The two constants that get me verklempt, as those of us who grew up watching a certain time period of Saturday Night Live would call it, are seasonal reads; Squanto and the Miracle of Thanksgiving and The Best Christmas Pageant Ever.
It’s helpful to have ways to illustrate to your kids that you actually are a human being, and this is how I’ve done it; by getting emotional over children’s books.
Both of these are also great examples of how books can teach lessons, another important aspect of reading aloud.
Squanto gets kidnapped, is forced to live with Europeans for much of his adult life, and comes back home to find that not only is his entire village dead, but Europeans are now living there. He just can’t get away from them. But he acts as an interpreter, helps negotiate peace, and also shows them how to grow food.
Thanksgiving, politically, is a touchy subject, I know. And Squanto is also not a perfect example of selflessness–there are accounts that his role as one of the only go-betweens went to his head, and he actually starting fleecing some of his fellow Native Americans who needed him to interpret.
But he suffered. And yet he made a decision to help the Europeans who came trouncing into his world, anyway, and he definitely had a role in the fact that there was a long period of peaceful co-existence between them and the inhabitants of what they called a “New World”.

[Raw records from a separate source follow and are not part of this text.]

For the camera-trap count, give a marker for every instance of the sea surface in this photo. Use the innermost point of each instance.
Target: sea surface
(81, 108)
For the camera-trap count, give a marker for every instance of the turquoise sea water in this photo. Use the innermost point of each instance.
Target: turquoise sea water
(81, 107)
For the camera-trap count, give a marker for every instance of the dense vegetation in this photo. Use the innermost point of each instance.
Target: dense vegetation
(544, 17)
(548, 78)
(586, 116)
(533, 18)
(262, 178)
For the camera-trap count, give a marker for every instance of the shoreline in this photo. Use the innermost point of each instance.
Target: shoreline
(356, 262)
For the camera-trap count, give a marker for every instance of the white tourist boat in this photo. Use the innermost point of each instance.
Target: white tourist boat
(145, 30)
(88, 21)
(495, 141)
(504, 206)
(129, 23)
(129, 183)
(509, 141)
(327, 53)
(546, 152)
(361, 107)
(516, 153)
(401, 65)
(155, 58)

Thanksgiving is a time to be humble and reflective. There will be times in your life when you’ll be the encroacher, barreling into someone else’s world insensitively, stepping on lives and taking things that aren’t yours. Hopefully there will also be times when you’ll be in a position to be helpful, even if those who need your help don’t fully deserve it. But you’ll do it, anyway. Out of compassion.

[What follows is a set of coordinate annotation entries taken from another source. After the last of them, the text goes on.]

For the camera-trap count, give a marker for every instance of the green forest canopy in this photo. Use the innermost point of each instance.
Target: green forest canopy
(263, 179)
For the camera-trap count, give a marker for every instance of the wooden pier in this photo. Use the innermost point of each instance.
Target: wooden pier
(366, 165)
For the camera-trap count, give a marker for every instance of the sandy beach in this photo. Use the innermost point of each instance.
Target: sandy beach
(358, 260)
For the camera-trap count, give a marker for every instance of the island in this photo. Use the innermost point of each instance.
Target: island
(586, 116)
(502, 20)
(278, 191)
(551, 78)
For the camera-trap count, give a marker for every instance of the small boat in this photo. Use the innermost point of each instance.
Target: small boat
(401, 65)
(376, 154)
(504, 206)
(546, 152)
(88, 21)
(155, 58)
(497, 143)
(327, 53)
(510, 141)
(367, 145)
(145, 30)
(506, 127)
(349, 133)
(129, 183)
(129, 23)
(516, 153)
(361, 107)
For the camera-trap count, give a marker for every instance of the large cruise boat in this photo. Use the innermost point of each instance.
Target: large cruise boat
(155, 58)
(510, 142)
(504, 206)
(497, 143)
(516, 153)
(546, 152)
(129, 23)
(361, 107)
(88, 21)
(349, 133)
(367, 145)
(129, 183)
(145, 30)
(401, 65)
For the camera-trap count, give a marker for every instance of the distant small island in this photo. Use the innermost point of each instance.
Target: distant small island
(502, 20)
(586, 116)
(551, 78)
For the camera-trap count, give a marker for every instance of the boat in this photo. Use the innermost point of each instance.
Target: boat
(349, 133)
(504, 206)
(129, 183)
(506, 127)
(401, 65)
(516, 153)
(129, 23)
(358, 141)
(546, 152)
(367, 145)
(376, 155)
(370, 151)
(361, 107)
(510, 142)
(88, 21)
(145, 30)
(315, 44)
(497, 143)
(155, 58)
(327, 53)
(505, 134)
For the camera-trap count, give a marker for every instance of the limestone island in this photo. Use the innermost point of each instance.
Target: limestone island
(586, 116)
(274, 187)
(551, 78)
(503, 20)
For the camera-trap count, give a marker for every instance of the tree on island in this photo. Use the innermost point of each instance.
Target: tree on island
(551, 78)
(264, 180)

Christmas is also a time to ponder deep things, but a hilarious kids’ book is a good way to do it without beating everyone over the head.
Just be warned; you might, like me, get overcome with the message woven into the story of the wild, unkempt Herdmans. It’s the real spirit behind the baby whose birth some have chosen to celebrate during that season.

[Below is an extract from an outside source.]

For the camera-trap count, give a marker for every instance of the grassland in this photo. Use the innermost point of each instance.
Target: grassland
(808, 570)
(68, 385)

The tale of a tiny being undertaking a long journey and a gargantuan task is great fuel for reinforcing big decisions of your own. The Hobbit also has the unique honor of housing one of my very favorite words; “staggerment”. (I’m not sure if J.R.R. Tolkien made that word up or not, but it is nestled in my heart forever.)
And this second reading of Watership Down with my younger batch of kids is making me think either more deeply than it did the first time…or the manic demands of motherhood have made me forget how deep it was.
It made me blink when I got to the part where Hazel tells the Owsla members who have come after them to go…or be killed.
Yes, I’ve read it before, but I’ve slept since then–it was like seeing it for the first time, and I had a moment where I thought, “Wow…really? Is that necessary?” It caused us to get into an impromptu discussion about good leadership, and making hard decisions, and our simple time sitting on the floor and reading became a teaching moment. (I also have to admit that life in our new seriously reduced circumstances has me sympathizing deeply with a pack of rabbits dodging peril at every turn. Sort of how I feel like we’re living a financial version of this family of ducks’ trip across the freeway.)
Books matter. Teaching your child to read is important, getting them in the habit of reading is important, but giving them a love for story, for information, and for the written/spoken word is something that will yield a multitude of benefits, I believe.
And if you don’t have kids, read out loud to someone who wouldn’t otherwise read a book. Your significant other, your grandma, your dog. (Yes, it can be good for both you and him/her.) Or if you’re the person who would like to be read to, get an audio book. You could get a historical biography and learn something useful, or you could just get ahold of Amy Poehler’s Yes Please.
But reading out loud to your kids is a good thing.
Don’t feel bad if you’re not doing a lot of it, just…try.